Ist Ökolandbau viel klimafreundlicher oder nur ein bisschen?
Durch die Nutzung von Acker- und Grünland-Flächen verursacht die deutsche Landwirtschaft 65 Millionen Tonnen CO2-Äquivalent. Das sind etwa sieben Prozent der nationalen Treibhausgas‐Emissionen. Verfechter des Ökolandbaus werben damit, dass er weniger Treibhausgase verursacht als die konventionelle Landwirtschaft, vor allem weil Biobauern auf energieintensive Mineraldünger und Pestizide verzichten und weniger Tiere je Hektar halten.

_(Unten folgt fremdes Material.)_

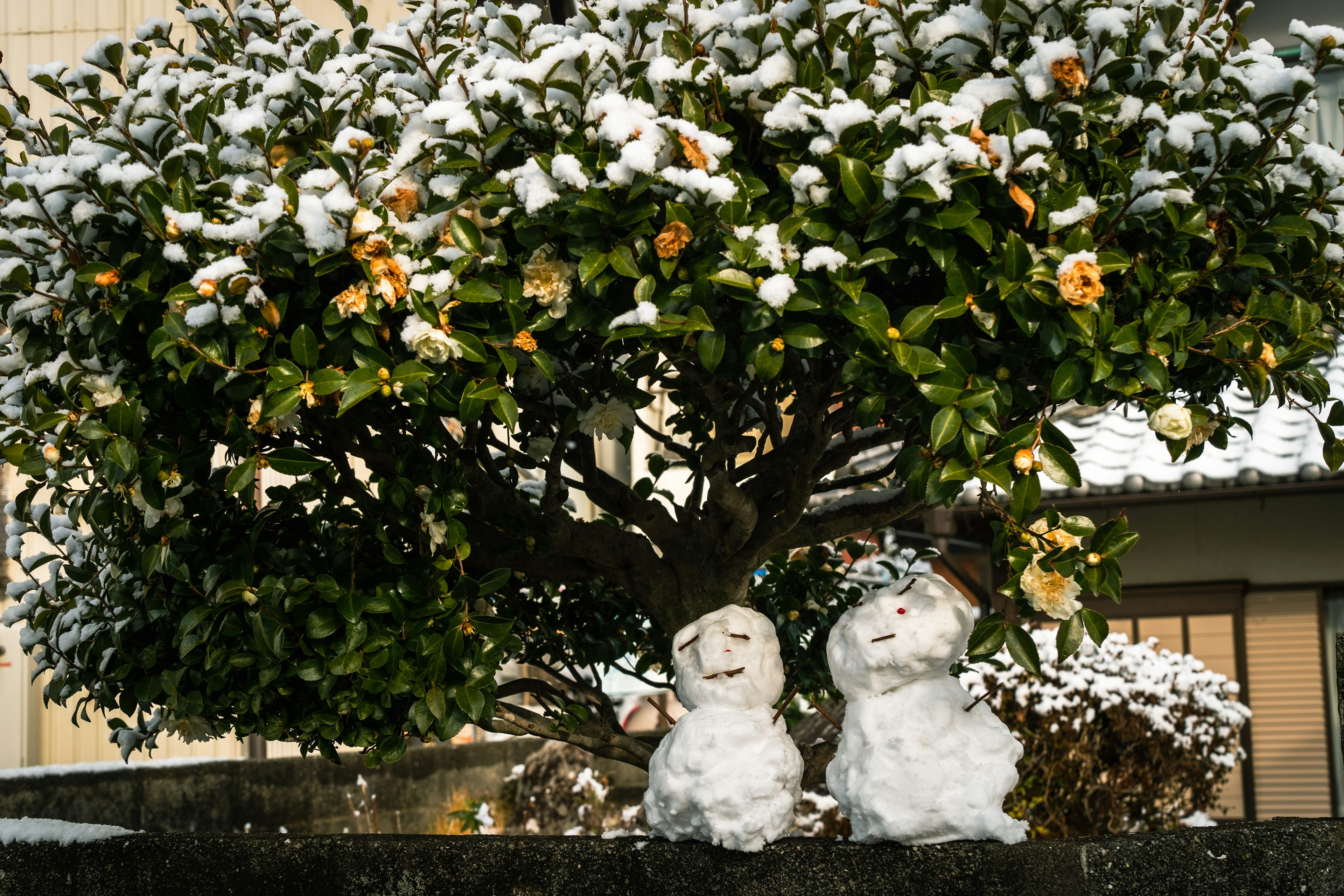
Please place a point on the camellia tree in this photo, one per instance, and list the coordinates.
(421, 273)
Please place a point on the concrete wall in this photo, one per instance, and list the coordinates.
(1287, 856)
(304, 796)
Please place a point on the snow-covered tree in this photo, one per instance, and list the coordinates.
(424, 271)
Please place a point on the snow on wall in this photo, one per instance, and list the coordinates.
(50, 831)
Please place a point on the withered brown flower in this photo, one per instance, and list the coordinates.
(1081, 284)
(390, 280)
(354, 300)
(404, 202)
(693, 152)
(672, 240)
(1070, 78)
(982, 140)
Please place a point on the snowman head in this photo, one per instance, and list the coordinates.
(912, 629)
(728, 659)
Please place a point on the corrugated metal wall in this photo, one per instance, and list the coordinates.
(1288, 700)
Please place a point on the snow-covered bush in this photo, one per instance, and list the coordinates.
(1117, 737)
(425, 269)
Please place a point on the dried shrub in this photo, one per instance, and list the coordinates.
(1119, 738)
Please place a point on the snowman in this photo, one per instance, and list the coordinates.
(913, 763)
(728, 773)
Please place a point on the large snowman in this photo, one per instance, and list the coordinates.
(726, 773)
(913, 765)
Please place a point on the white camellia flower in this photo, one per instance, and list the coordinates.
(365, 222)
(104, 389)
(1050, 593)
(549, 281)
(1172, 421)
(607, 418)
(429, 343)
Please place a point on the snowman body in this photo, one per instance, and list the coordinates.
(728, 773)
(913, 765)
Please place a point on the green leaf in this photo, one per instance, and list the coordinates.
(1016, 258)
(710, 348)
(945, 426)
(734, 277)
(328, 381)
(359, 386)
(1069, 637)
(1059, 465)
(1289, 226)
(592, 265)
(1023, 649)
(1069, 381)
(467, 236)
(623, 262)
(988, 636)
(241, 477)
(303, 347)
(869, 410)
(1096, 625)
(918, 320)
(803, 336)
(476, 290)
(436, 703)
(858, 184)
(322, 622)
(292, 461)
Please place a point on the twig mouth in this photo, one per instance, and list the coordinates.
(984, 695)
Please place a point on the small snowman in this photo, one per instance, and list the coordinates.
(728, 773)
(913, 763)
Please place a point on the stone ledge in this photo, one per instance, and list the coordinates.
(1281, 856)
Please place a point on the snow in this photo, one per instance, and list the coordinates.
(776, 290)
(1175, 694)
(643, 315)
(913, 765)
(50, 831)
(728, 773)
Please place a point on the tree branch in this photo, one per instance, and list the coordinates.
(851, 514)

Dass ökologische Bewirtschaftungsmaßnahmen den Humusgehalt des Oberbodens erhöhen können, sodass der Boden mehr Kohlendioxid speichern kann, gilt als unbestritten. Häufig wird dem Ökolandbau deshalb ein um etwa 15 bis 20 Prozent geringerer Treibhausgasausstoß zugeschrieben. Ein Regierungsgutachten zweifelt allerdings an, ob Ökolandbau zwangsläufig den Humusgehalt erhöht.
Auch eine Meta-Studie des Thünen-Instituts, die 528 Veröffentlichungen ausgewertet hat, sieht die Klimaschutzleistungen des Ökolandbaus durchaus ambivalent. Demnach ist der Gehalt von organischem Bodenkohlenstoff bei ökologisch bewirtschafteten Böden um zehn Prozent höher. Weil Betriebe im Ökolandbau eine höhere Kohlenstoffspeicherungsrate aufweisen und geringe Lachgasemissionen freisetzen, verursachen sie im Mittel 1.082 Kilogramm weniger CO2‐Äquivalent pro Hektar und Jahr.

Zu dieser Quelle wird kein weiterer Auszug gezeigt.